Первым же поездом Ульяновы успели в Берн. Там, в Народном доме, уже собрались их друзья и знакомые – Зиновьевы, Усиевичи, нервная и привлекательная Инесса Арманд, буйный Мартов, упрямый Дан, Ольга Равич, Харитонов, Розенблюм, Абрамович из Шо-де-Фон и просто Абрамович, Бойцов, Миха Цхакая, Сокольников, Радек – светила социалистической мысли, бунтари, заговорщики, мечтатели… Всего их было тридцать человек, если не считать четырехлетнего кудрявого сына одной женщины, принадлежавшей к еврейской партии Бунд. Мальчика звали Робертом, он полюбил Сокольникова и больше никого не хотел слушаться.

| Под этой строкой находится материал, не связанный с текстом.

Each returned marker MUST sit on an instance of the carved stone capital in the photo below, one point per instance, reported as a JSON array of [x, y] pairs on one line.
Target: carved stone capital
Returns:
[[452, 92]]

Вагон был первого класса: к русским социалистам немцы приставили хороших поваров, которые кормили сытно, как мало кто из них питался в последнее время.
– Это тебе, Ильич, не глухонемой швед, – смеялся Зиновьев, который знал о несбывшихся планах Владимира Ильича поехать через Германию под видом глухонемого скандинава.
И Ленин согласился, что тот, отвергнутый, план был авантюрен – любая случайность, проговорка, ошибка могли привести к аресту. А вдруг Ильича приняли бы за английского шпиона?
Все смеялись над такой возможностью, и Радек даже нарисовал карикатуру – на фоне Кельнского собора два дюжих немецких агента ведут согбенного Ленина в тюрьму, а на груди у него табличка: «Агент коварного Альбиона».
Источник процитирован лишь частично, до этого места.